“What is the legacy you wish to leave behind?”
This is the question John-Hans Oei asked himself when he dreamed up his next big venture – Cultiveat. Set to encroach into the agriculture industry, Cultiveat is a company that takes farming to a whole new level. Farming in Malaysia has stagnated over the past couple of decades with archaic practices still commonplace among many farmers in rural areas. What John-Hans hopes to achieve with Cultiveat is to bring change to the industry offering a better, more efficient and sustainable way of farming by leveraging on technology.
In many ways, John-Hans is no stranger when it comes to changing an industry. In a time where waste management was treated chemically in Malaysia, John-Hans and his brother John-Ian founded Microbs, a company that looks to manage waste from the F&B and hospitality industries by using enzymes. And Microbs has already been around for seven years and counting.
Ever the problem-solver, John-Hans was looking for a way to turn the by-product from his waste management company into profit when he started experimenting with its use as compost. However, because of the lack of knowledge about compost among Malaysian farmers, he found it hard to convince them to use it in their farms. And so John-Hans decided to start his own traditional farm as a proof of concept. It was through this experience that John-Hans saw the problems that existed within the Malaysian farming ecosystem.
The biggest problem was that the people that worked the hardest, the farmers, earned the least, with much of the profit going to the middlemen. Then there was the question of quality, as pesticides become a necessary evil for farmers to keep their yield at a profitable level. Lastly, sustainability remained a big issue. Just as an example, “just one acre of farmland resulted in the use of 150,000 polybags and after use, all of it goes to the landfill,” explains John-Hans.
Through the combination of John-Hans’ yearning for a better way and a chance meeting during one of MaGIC’s (Malaysian Global Innovation & Creativity Centre) initiative overseas, Cultiveat was eventually born.
Having visited Cultiveat’s farm in Klang, I can say with some confidence that you have never seen a farm like this before. Where previously farming used to be highly dependent on the whims of mother nature or “up-to-god farming,” as John-Hans puts it, the Cultiveat farm instead uses a system that regulates all of the natural elements. “Farming is all about control. The more control you have, the better you farm. We try to be as OCD as possible. We control the heat, the humidity, the light intensity,” John- Hans continues. Blinds in the roof control the amount of sunlight and special cooling fins and exhaust fans control the temperature. Of course, all of this is automated but what new-age farm would it be if they didn’t have an app that could manually control all of this, and they do.
As John-Hans explains the workings of the farm, one of his workers walks by carrying a bundle of okra. Without hesitation, John- Hans asks for one and hands them to me prompting me to have a taste of the raw product. “No washing is required as the farm is pesticide-free,” he tells me. And even so, that piece of okra looks pristine. And the way the Cultiveat farm manages this is by growing everything in this controlled environment. For the bugs that slip through the cracks, the workers are there to examine and pick them away by hand, even distinguishing which are the ‘good’ bugs and letting them stay.
Every plant comes in a cartridge form and is then plugged into a container that holds six at a time. Through science, they already know how much water, sunlight and nutrients each plant needs and gives it just the required amount, meaning there is no wastage. Even the pods that these plants come in are biodegradable. John-Hans says, “On average, with one acre of this Cultiveat farm, we can produce 18 tonnes of vegetable with each 28-day cycle.” This, he goes on to say is roughly four times the amount a traditional farm produces.
Naturally, with a system that has a higher yield, is more cost-effective and incredibly consistent, John-Hans foresees that this will potentially displace a lot of traditional farmers. And this is where he answers his question of what the legacy of Cultiveat should be. “To be honest I can just get the land, and build the farms and we can run it ourselves. But this way, you don’t elevate the lives of the farmers.”

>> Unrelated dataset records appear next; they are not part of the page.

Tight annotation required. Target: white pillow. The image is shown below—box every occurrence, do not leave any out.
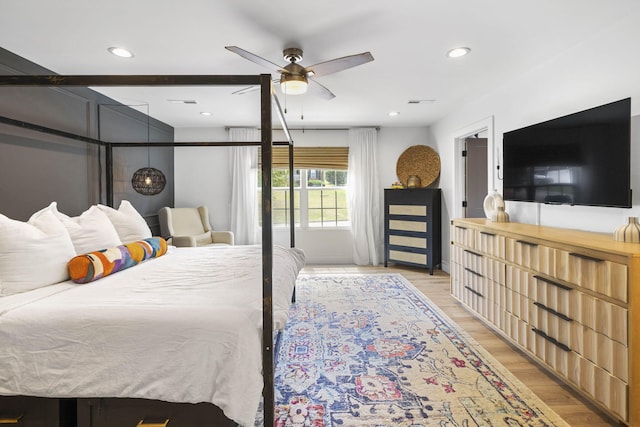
[38,203,123,254]
[0,209,76,296]
[97,200,151,243]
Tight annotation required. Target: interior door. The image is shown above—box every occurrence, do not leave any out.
[464,137,488,218]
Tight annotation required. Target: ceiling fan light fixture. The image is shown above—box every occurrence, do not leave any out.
[280,74,308,95]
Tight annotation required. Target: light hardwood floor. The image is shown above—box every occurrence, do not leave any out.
[301,264,619,427]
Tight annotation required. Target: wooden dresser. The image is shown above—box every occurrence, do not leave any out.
[450,218,640,425]
[384,188,441,274]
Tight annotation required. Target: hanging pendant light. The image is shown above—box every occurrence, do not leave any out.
[132,167,166,195]
[131,104,166,195]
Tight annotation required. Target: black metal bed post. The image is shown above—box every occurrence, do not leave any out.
[288,144,296,303]
[105,143,113,207]
[259,74,275,427]
[288,144,295,248]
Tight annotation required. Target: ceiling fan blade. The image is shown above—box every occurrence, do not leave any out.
[232,79,280,95]
[308,78,336,100]
[304,52,374,78]
[225,46,287,73]
[232,86,259,95]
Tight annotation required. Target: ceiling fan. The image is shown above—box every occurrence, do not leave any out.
[225,46,374,99]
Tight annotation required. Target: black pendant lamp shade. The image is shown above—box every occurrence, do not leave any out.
[131,167,166,195]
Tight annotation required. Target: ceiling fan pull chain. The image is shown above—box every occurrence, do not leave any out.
[301,103,304,120]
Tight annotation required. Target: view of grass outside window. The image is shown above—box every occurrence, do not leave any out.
[258,168,349,228]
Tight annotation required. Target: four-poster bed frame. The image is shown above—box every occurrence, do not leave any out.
[0,73,296,426]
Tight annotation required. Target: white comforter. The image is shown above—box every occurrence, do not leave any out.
[0,244,305,426]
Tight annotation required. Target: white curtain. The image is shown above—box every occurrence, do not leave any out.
[348,128,382,265]
[229,128,260,245]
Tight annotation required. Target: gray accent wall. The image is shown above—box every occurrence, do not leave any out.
[0,48,174,234]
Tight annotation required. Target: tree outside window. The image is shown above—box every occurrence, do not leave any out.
[258,168,349,228]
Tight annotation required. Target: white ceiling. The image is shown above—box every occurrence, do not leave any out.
[1,0,638,129]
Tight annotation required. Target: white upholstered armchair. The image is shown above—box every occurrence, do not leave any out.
[158,206,234,247]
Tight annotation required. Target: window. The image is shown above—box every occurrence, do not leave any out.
[259,168,349,228]
[257,147,350,228]
[306,168,349,227]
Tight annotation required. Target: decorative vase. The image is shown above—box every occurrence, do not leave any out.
[407,175,422,188]
[613,216,640,243]
[483,189,505,219]
[491,206,510,223]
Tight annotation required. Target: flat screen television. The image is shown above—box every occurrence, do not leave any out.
[502,98,631,208]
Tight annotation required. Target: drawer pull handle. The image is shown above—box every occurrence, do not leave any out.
[569,252,604,263]
[480,231,496,236]
[463,249,483,258]
[464,285,484,298]
[533,275,572,291]
[456,226,467,230]
[533,302,573,322]
[464,267,483,278]
[516,240,538,247]
[0,416,23,424]
[532,328,571,352]
[137,419,169,427]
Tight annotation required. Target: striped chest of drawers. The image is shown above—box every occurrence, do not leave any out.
[384,188,442,274]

Thus for the near future, Cultiveat plans to build the farms, then rent them out to farmers with the promise of buying back the produce at a fair price. “We will have an academy where we can teach you how to do this and give you the technology necessary for it.” To date, they have even formed a partnership with Epic, an experiential learning company with a focus on impacting needy communities through service, leveraging on their vast connection to marginalised communities and 11,000 Orang Asli communities.
Put simply, John-Hans says, “I’d rather be known as someone who tried to do something to change the agriculture industry than someone who dominated and consumed everything within it.”